Normally cool as a cucumber, Jordan Spieth says he overreacted on Thursday at the Players Championship after he saw with his lie in a greenside bunker.
Did he launch a club like an Olympic hammer-thrower? Not quite. Spieth’s “overreaction” was simply pulling out his phone and taking a picture of his misfortune.
Spieth’s approach on the par 4 first hole, his 10th of the day, landed short of the green and rolled back into the greenside bunker. He was expecting to find his ball sitting up, as it had merely crept into the bunker as opposed to landing hard and burying in the sand.
However, after a pathetic effort of raking the bunker by a previous group, Spieth would have preferred a fried egg lie to what he found instead.
“I was in worse than a plugged lie when (the ball) had just tricked in it.”
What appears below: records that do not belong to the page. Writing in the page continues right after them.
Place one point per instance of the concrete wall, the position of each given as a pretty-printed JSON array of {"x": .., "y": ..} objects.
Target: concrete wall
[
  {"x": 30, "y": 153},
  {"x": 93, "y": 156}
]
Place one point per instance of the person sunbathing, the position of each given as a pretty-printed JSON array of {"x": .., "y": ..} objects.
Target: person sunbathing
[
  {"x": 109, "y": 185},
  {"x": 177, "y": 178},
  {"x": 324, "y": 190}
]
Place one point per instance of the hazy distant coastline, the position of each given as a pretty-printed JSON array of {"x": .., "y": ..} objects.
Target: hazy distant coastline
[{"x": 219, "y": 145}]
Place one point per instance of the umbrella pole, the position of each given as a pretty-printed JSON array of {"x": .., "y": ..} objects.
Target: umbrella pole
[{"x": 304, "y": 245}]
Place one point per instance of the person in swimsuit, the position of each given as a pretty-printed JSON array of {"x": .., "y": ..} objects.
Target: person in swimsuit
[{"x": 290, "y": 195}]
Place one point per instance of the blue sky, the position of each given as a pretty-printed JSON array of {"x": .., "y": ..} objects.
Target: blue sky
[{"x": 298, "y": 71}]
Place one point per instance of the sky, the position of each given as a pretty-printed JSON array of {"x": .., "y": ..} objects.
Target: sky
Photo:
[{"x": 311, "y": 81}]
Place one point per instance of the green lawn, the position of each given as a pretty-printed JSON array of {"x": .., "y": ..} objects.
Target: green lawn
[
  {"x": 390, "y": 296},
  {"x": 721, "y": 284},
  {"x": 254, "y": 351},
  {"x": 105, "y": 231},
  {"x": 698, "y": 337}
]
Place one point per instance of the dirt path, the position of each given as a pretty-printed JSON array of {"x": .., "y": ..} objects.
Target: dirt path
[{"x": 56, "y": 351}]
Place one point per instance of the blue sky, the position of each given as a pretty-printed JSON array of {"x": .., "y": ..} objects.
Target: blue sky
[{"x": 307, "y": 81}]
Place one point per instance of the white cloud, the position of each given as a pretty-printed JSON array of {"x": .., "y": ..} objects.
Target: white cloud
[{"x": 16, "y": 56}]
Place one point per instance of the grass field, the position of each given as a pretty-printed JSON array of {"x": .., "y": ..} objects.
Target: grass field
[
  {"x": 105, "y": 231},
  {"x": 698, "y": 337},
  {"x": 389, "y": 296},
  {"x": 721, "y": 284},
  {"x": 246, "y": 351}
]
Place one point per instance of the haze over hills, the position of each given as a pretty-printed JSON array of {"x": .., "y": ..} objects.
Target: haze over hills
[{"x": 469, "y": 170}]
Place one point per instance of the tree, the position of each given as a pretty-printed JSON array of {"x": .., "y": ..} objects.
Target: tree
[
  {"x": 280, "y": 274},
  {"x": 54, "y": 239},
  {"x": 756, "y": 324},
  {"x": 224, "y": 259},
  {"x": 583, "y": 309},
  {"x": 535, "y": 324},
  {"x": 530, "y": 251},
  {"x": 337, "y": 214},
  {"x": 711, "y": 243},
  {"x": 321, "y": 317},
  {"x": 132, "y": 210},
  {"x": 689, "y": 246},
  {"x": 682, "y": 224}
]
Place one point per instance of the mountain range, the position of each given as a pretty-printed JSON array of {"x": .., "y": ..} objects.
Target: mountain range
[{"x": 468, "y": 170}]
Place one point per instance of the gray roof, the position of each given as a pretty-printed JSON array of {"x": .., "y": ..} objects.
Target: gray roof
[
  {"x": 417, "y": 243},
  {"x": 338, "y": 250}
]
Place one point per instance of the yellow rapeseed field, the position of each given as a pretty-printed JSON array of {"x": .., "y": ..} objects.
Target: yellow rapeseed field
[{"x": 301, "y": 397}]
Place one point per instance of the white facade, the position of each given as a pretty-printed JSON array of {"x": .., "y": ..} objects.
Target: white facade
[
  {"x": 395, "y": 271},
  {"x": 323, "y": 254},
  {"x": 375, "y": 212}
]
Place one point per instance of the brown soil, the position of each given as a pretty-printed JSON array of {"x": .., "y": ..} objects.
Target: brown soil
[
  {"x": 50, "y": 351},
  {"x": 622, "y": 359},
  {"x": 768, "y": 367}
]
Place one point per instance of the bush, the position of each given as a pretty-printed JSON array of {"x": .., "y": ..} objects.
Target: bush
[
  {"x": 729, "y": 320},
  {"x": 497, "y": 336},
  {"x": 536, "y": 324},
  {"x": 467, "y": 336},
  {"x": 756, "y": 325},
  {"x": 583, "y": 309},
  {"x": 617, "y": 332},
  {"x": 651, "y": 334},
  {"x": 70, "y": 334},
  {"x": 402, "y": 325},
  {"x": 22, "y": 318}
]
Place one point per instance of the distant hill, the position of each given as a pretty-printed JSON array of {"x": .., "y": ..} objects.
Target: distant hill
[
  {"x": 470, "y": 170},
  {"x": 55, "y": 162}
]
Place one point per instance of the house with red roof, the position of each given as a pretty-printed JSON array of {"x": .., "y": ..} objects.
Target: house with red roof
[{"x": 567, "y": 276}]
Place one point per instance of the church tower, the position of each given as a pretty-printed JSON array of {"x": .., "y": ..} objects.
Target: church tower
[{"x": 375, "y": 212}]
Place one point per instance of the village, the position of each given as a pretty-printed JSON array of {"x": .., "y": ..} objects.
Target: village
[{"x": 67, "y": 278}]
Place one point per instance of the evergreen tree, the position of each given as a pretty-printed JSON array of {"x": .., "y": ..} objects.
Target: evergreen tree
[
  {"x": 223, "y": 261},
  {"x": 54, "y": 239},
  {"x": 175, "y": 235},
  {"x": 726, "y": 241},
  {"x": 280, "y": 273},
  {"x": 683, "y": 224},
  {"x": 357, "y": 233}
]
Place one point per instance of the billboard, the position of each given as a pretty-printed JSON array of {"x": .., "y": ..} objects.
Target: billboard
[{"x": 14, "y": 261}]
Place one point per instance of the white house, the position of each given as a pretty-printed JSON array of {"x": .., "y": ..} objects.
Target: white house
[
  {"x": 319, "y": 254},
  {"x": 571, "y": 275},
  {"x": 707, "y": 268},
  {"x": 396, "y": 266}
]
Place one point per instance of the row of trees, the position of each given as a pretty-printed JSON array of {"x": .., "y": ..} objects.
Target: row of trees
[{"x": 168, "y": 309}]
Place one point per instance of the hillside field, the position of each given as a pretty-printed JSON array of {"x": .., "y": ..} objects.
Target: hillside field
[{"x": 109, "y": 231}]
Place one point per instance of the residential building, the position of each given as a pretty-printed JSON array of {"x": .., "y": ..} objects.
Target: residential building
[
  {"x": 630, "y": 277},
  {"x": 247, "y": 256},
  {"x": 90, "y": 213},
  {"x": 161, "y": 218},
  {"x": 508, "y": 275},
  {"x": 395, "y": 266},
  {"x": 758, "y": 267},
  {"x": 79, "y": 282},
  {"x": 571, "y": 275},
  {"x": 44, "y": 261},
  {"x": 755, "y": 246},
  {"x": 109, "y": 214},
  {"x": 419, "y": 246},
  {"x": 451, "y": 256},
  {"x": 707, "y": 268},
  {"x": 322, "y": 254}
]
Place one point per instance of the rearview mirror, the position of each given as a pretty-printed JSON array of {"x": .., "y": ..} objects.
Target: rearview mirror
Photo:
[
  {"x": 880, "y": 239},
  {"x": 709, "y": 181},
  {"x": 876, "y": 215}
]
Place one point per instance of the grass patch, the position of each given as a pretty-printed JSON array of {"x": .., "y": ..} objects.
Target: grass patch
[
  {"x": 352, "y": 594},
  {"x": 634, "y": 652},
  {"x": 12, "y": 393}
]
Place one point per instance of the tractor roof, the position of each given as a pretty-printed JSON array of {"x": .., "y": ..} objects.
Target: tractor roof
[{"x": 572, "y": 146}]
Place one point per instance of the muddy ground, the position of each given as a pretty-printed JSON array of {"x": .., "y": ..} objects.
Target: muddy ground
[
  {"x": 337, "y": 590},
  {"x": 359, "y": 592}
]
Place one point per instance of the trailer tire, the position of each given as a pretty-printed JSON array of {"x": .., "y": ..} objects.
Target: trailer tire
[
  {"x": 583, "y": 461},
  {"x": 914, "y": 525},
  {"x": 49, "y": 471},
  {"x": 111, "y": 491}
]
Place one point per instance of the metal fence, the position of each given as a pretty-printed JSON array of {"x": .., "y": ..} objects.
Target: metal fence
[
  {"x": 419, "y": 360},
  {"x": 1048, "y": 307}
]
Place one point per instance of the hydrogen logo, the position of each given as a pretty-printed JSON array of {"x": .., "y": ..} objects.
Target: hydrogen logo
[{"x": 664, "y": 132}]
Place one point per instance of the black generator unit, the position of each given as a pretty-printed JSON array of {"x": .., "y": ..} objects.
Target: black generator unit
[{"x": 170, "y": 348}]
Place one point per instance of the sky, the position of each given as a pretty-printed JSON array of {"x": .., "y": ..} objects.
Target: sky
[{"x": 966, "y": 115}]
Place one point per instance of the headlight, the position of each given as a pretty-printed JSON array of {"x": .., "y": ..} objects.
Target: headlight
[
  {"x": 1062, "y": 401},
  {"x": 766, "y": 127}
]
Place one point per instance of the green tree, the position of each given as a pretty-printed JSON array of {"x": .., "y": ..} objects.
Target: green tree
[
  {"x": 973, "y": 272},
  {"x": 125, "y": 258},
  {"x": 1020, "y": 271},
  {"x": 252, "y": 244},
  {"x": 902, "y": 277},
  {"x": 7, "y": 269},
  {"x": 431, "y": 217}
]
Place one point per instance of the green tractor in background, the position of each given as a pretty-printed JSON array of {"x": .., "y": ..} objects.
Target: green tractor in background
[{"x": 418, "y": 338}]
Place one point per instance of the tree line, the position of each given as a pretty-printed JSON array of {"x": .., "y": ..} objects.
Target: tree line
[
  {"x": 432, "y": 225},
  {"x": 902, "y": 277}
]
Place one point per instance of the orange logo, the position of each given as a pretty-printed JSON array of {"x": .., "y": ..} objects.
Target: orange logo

From there, Spieth did well to get within 60 feet before three-putting for a double-bogey.
“Guys are very good 99.9 percent of the time and that was very frustrating, because I knew where I was, from a normal lie, it wasn’t too bad; and from that lie I had no chance,” Spieth said. “So it was a frustrating time in the round there where I was trying to kind of get some momentum going.”
Spieth theorizes that this was the work of somebody who was simply ready to move on to the next hole.
“It was a bunker that was raked to where it just kind of looked like somebody didn’t really care much to do it or were rushing off the green,” he said. “I know my guy, Michael (Greller) rakes and makes sure that it’s exactly the way it was when he went in there, so if you hit it in the bunker, everybody gets the same kind of thing.”
The PGA Tour’s Shot Tracker shows that four players were in the offending bunker prior to Spieth on Thursday. Two of them, Cody Gribble and Zac Blair, were in the vicinity of Spieth’s ball.
If anybody fits Spieth’s profile of being in a hurry to get off the hole, it would be Blair. After finding the drink off the tee and taking a penalty stroke more than 200 yards from the green, Blair hit his third shot into the bunker. Any hack who has started a hole in this fashion is familiar with the burning desire to move on to the next tee.
It’s fair to assume that the offending party cost Spieth a stroke on Thursday. Now, it’s time for whichever player, and caddie, did this to own up to it, apologize, and move on. As for Spieth’s overreaction? No apology needed.